The faecal lactoferrin level is a useful biomarker of the mucosal findings in ulcerative colitis. Although endoscopy is the gold standard, the faecal lactoferrin level can be used as a biomarker during GMA therapy in patients with ulcerative colitis.
Advantages of Fecal Lactoferrin Measurement during Granulocyte and Monocyte Adsorptive Apheresis Therapy in Ulcerative Colitis.
Keiichi Hashiguchi 1, Fuminao Takeshima, Yuko Akazawa, Kayoko Matsushima, Hitomi Minami, Haruhisa Machida, Naoyuki Yamaguchi, Ken Shiozawa, Kazuo Ohba, Ken Ohnita, Tatsuki Ichikawa, Hajime Isomoto, Kazuhiko Nakao, Digestion. 2015;91(3):208-17.

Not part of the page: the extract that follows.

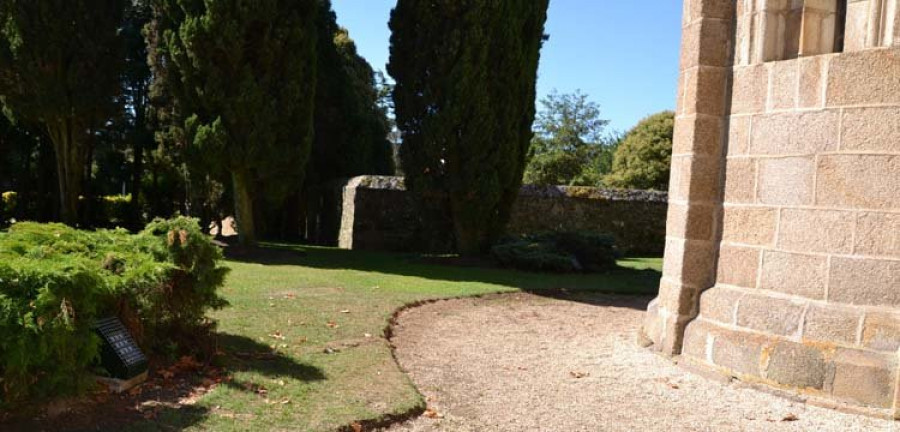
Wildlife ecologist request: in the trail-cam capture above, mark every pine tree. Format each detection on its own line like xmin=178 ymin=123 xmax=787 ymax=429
xmin=0 ymin=0 xmax=127 ymax=225
xmin=388 ymin=0 xmax=549 ymax=255
xmin=151 ymin=0 xmax=318 ymax=245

Background: Fecal lactoferrin has been introduced as a useful tool for the diagnosis and monitoring of inflammatory bowel disease (IBD). The aim of this study was to assess if fecal lactoferrin can be employed to predict or estimate the effect of granulocyte and monocyte adsorptive apheresis (GMA) in ulcerative colitis (UC). Methods: This was a prospective study involving 21 patients with UC. Patients with moderately-to-severely active UC who were scheduled to undergo GMA were recruited. Changes in fecal lactoferrin concentration were compared between the GMA-responder and -nonresponder groups. Results: In the GMA-responder group, fecal lactoferrin significantly increased 1 week after the introduction of GMA and then significantly decreased after GMA sessions. Fecal lactoferrin concentrations were significantly higher in the GMA-responder group than in the GMA-nonresponder group at 1 and 2 weeks after the introduction of GMA. Multivariate logistic regression analysis revealed that fecal lactoferrin concentration 1 week after the introduction of GMA was the most contributing factor for the effectiveness of GMA in patients with UC. Conclusions: In the GMA-responder group, fecal lactoferrin concentration significantly increased 1 week after the introduction of GMA. Fecal lactoferrin may be beneficial for predicting clinical response of GMA in patients with UC at an early stage of GMA treatment.